# pedders or KW



## wysocki396 (Oct 6, 2011)

im looking for a slightly lower look in the front along with an upgrade in the Suspension. ive heard alot about both but which and or if both has the lower ride height package?


----------



## 06BLACKGTO64 (Oct 30, 2010)

I'd say to go coilovers, if you want a certain stance theres nothing like being able to choose how low or high you want your car at any given time


----------



## jpalamar (Jul 22, 2008)

Coilovers are a waste. 99% of people that have them can't 'tune' them as good a proven set of shocks/struts/springs anyway.

Personally, I'd look into a Lovells kit or Koni yellows.


----------



## Rob GTO (Apr 28, 2010)

jpalamar said:


> Coilovers are a waste. 99% of people that have them can't 'tune' them as good a proven set of shocks/struts/springs anyway.
> 
> Personally, I'd look into a Lovells kit or Koni yellows.
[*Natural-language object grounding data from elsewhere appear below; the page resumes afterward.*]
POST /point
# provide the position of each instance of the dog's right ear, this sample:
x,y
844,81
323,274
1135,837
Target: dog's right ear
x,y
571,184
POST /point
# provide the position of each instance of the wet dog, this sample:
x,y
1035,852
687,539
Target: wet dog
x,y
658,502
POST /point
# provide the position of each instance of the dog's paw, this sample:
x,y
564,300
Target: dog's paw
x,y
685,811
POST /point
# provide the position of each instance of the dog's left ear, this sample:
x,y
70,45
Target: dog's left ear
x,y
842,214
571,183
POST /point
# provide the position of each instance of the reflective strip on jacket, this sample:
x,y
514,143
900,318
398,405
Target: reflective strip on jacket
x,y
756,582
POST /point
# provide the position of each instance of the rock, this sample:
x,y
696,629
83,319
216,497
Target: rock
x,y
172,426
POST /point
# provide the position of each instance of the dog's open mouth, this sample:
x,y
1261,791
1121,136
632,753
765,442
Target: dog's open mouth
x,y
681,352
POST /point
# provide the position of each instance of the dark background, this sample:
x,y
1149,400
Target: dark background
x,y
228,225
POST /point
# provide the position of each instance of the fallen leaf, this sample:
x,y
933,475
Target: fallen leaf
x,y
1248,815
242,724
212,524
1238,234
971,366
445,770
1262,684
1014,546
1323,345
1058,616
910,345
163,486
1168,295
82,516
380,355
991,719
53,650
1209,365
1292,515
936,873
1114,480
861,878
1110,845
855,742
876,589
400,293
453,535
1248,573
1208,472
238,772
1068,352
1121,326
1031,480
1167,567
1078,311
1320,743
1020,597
They are cheaper and ride height adjustable, that's the main selling point. If you want good cheap coilovers, go with BC Racing for $999.99 shipped.


----------



## billyjack2 (Oct 21, 2011)

jpalamar said:


> Coilovers are a waste *if you don't know how to adjust them*. 99% of people that have them can't 'tune' them as good a proven set of shocks/struts/springs anyway.
> 
> Personally, I'd look into a Lovells kit or Koni yellows.


There, fixed that for you.


----------



## Sporaclic (May 6, 2006)

yeh, definatly coilovers. Especially for the price you can get bcs at.
More room in the front for tires, adjustability at all 4 corners... i dont see why anyone wouldnt want that for the same price as a strut/shock/spring setup.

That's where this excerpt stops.